What does nail biting do to your nails and the surrounding skin?
Dr. Lipner: Short term, nail biting can cause breaks and cuts in the skin around the nail, which may be painful. Open skin is an entry point for microorganisms; if bacteria gets in, you could get a staph infection, which may be mild, or it may form an abscess that needs oral antibiotics and drainage. Nail biting may also predispose to viruses.
It’s common for people who bite their nails to develop warts. Warts are difficult to treat in general, and warts around and under the nails are even harder to treat, especially when they get under the nail. It’s a long, painful process. To make matters worse, the warts may spread to the lip area, which is also not a pleasant treatment because it’s very sensitive skin.
If people bite long term, the nail itself becomes shorter over time. If you damage the nail bed (the area under the hard part of the nail) you start to see a shortening of the nail such that it only grows to a certain point. Unfortunately, that can be irreversible if the person has bitten their nails for many years.
What are some other habits and behaviors that are related to nail biting?
Dr. Ginsberg: About 25% of people who bite their nails also have an anxiety disorder. If you engage in nail biting as a primary or prominent coping mechanism, and you don’t learn other tools to help manage your emotions, then you might struggle with longer-term symptoms related to anxiety, mood, or executive functioning.
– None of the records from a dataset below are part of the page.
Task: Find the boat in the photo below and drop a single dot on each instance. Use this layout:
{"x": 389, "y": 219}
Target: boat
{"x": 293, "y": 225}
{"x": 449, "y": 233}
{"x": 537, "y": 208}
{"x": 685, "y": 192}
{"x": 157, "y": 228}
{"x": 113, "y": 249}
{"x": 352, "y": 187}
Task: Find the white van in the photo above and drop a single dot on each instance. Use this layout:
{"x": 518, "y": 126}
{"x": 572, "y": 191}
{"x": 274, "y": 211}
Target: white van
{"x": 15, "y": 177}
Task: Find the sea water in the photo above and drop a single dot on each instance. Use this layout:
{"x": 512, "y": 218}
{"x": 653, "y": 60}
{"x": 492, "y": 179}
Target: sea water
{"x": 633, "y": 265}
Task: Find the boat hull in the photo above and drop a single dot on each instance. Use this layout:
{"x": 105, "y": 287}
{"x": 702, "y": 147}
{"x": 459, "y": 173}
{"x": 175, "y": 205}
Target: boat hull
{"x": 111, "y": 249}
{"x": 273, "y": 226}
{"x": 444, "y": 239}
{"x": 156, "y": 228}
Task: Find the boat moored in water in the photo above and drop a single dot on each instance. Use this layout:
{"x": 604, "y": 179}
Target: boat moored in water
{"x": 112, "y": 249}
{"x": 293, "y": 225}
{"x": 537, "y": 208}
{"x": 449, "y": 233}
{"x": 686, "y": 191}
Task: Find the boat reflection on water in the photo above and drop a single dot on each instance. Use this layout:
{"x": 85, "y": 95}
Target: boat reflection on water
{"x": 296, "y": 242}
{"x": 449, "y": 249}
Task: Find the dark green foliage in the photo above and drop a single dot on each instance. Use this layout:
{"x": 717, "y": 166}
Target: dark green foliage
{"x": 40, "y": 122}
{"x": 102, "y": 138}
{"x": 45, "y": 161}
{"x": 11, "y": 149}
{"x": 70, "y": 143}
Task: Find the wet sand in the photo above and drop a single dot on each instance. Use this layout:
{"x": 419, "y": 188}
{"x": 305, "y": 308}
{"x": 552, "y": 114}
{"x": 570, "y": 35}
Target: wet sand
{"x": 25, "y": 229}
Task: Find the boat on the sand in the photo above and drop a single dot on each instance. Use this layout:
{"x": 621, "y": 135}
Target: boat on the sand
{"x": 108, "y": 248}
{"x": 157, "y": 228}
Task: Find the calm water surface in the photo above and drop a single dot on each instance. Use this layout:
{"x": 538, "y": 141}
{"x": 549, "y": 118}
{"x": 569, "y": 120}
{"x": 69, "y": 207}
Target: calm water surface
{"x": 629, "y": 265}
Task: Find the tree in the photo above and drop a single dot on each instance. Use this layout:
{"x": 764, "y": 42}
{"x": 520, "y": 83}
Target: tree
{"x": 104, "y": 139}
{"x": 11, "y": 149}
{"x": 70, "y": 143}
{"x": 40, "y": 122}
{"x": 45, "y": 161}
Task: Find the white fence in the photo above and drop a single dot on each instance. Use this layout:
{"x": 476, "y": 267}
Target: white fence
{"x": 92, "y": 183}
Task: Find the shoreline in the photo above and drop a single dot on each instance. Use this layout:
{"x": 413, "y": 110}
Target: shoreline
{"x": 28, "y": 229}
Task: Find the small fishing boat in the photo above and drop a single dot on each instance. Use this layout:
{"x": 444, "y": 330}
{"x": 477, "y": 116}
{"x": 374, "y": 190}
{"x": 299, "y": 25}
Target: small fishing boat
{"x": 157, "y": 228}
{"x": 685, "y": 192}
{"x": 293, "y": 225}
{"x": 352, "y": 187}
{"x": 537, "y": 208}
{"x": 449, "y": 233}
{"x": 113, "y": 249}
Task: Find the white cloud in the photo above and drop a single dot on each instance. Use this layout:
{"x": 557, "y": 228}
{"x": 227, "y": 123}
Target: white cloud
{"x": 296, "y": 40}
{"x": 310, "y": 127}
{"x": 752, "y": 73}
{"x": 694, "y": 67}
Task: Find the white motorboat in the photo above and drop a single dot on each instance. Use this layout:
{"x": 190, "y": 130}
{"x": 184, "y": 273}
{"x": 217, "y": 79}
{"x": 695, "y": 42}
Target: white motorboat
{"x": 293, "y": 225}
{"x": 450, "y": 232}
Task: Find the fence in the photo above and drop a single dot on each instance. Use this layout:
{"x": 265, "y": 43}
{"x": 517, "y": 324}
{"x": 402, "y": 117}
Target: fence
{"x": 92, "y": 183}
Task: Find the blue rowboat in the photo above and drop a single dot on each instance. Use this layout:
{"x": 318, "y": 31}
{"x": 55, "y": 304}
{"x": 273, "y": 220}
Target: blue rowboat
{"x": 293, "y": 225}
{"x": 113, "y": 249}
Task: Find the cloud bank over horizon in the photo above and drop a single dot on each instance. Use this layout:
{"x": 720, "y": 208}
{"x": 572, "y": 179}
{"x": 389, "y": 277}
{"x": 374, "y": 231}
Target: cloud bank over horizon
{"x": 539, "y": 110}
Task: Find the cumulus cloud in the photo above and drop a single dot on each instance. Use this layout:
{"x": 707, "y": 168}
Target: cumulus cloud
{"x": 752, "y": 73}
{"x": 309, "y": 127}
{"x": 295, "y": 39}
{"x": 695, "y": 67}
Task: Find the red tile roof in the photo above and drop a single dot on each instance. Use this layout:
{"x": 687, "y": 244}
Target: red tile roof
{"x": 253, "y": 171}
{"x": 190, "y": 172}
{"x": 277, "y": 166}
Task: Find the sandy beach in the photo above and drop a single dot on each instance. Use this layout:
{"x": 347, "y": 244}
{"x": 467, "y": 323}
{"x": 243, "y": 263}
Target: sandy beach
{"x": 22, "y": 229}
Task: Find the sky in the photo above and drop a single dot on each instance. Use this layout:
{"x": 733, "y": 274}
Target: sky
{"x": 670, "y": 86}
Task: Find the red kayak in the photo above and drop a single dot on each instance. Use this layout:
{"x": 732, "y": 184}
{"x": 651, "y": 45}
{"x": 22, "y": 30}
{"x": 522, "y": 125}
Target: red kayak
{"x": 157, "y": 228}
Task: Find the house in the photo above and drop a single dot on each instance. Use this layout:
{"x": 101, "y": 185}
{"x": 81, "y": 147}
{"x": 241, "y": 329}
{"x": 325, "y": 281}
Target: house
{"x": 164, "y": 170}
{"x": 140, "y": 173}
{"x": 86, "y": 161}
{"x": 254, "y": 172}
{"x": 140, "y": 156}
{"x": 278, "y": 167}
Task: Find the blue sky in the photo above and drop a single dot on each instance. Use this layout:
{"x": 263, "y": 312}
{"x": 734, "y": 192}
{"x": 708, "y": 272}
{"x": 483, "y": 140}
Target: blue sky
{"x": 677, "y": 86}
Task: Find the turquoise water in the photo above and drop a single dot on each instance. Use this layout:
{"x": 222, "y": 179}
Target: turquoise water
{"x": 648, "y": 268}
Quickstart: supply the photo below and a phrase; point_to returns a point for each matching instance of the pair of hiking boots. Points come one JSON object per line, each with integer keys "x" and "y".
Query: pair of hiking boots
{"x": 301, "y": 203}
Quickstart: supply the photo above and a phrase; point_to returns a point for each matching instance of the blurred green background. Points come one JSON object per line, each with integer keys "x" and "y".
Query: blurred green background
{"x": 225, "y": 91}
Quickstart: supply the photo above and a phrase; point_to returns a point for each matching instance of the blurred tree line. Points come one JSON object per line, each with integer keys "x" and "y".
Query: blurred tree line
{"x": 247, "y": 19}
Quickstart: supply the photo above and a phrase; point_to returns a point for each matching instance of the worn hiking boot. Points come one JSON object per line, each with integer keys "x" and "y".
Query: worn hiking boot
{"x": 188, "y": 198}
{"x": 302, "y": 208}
It’s not that one causes the other, but it could be a sign that your mind and body are trying to internally soothe underlying feelings, or ‘split off’ intense feelings. Some studies also show that nail biting often runs higher in people with ADHD and tic disorders.
Dr. Lipner: The most common habits that I have seen that go hand in hand with nail biting are nail picking and nail rubbing. The skin near the cuticle is your nail growth center, or the nail matrix. If you rub or press that area too often, it will cause horizontal indentations in the nail that resemble a washboard. The nail will go grow thinner in that area each time you put pressure on the nail growth center. The good news is, when people stop the habit, the ridges will eventually grow out. The fingernail usually takes six months to replace itself.
Why is nail-biting so difficult to stop?
Dr. Ginsberg: Nail biting acts as a natural pacifier. It’s very hard to resist the urge to do something that brings immediate satisfaction or relief.
Nail biting occurs across a spectrum. Some might only bite when they are anxious at work or while watching a “nail-biting” thrilling movie or sports game; they might catch themselves doing it and stop. Others might experience an intense urge to constantly bite their nails throughout the day. Many think that if people bite their nails until they start to bleed or hurt, they would intuitively stop. But that’s not always the case in those who struggle with chronic nail biting. Even with pain, burning, or inflammation, they might feel a strong urge to continue and persist.